In a systematic review, all patients receiving tacrolimus or pimecrolimus experienced improvement in redness, scaling, and swelling. Higher-strength tacrolimus (0.1%) works better than lower concentrations. Facial lesions in patients with resistant discoid lupus nearly completely disappeared after six to eight weeks of tacrolimus treatment. Combining a topical treatment with hydroxychloroquine produced even better results: 100% of patients on combination therapy saw improvement in swelling, compared to 75% on the topical alone. For patients with scarring hair loss from discoid lupus, tacrolimus ointment combined with an antimalarial has shown hair regrowth in small studies.

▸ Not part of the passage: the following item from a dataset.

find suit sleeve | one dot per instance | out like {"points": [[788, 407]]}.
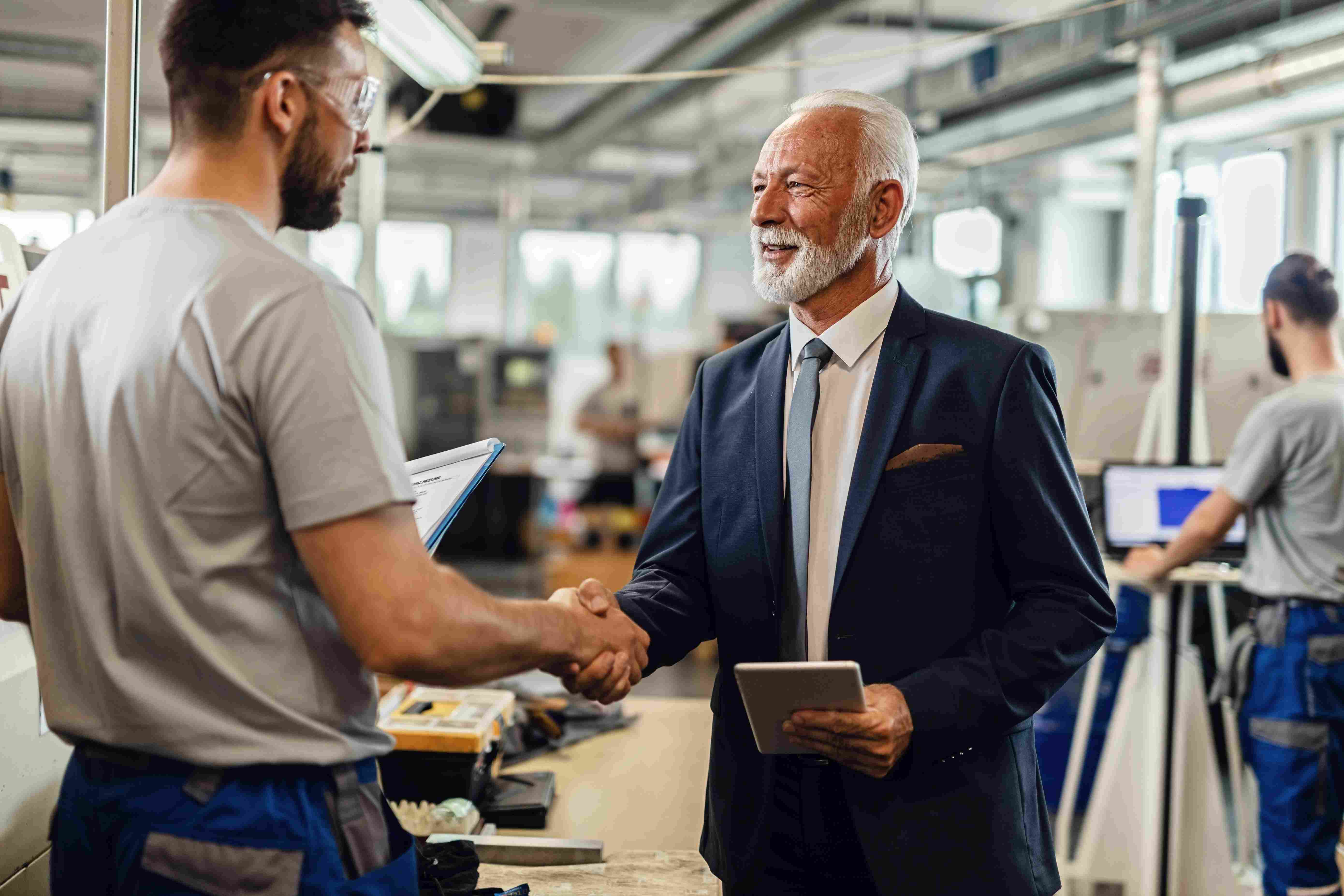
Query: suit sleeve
{"points": [[670, 594], [1048, 558]]}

How These Medications Work Together
Lupus treatment is rarely a single medication. A typical regimen for someone with mild disease might be hydroxychloroquine plus an NSAID as needed. Moderate disease often adds a low dose of prednisone and possibly an immunosuppressant or biologic. Severe disease, particularly with kidney involvement, usually means hydroxychloroquine plus an immunosuppressant like mycophenolate, low-dose prednisone, and potentially voclosporin or a biologic.
The overarching trend in lupus care is toward using less prednisone and more targeted therapies. Steroid-sparing strategies, where biologics and immunosuppressants allow patients to taper off steroids faster, have become a central goal. This shift matters because while steroids control inflammation quickly, their long-term side effects can cause as much damage as the disease itself.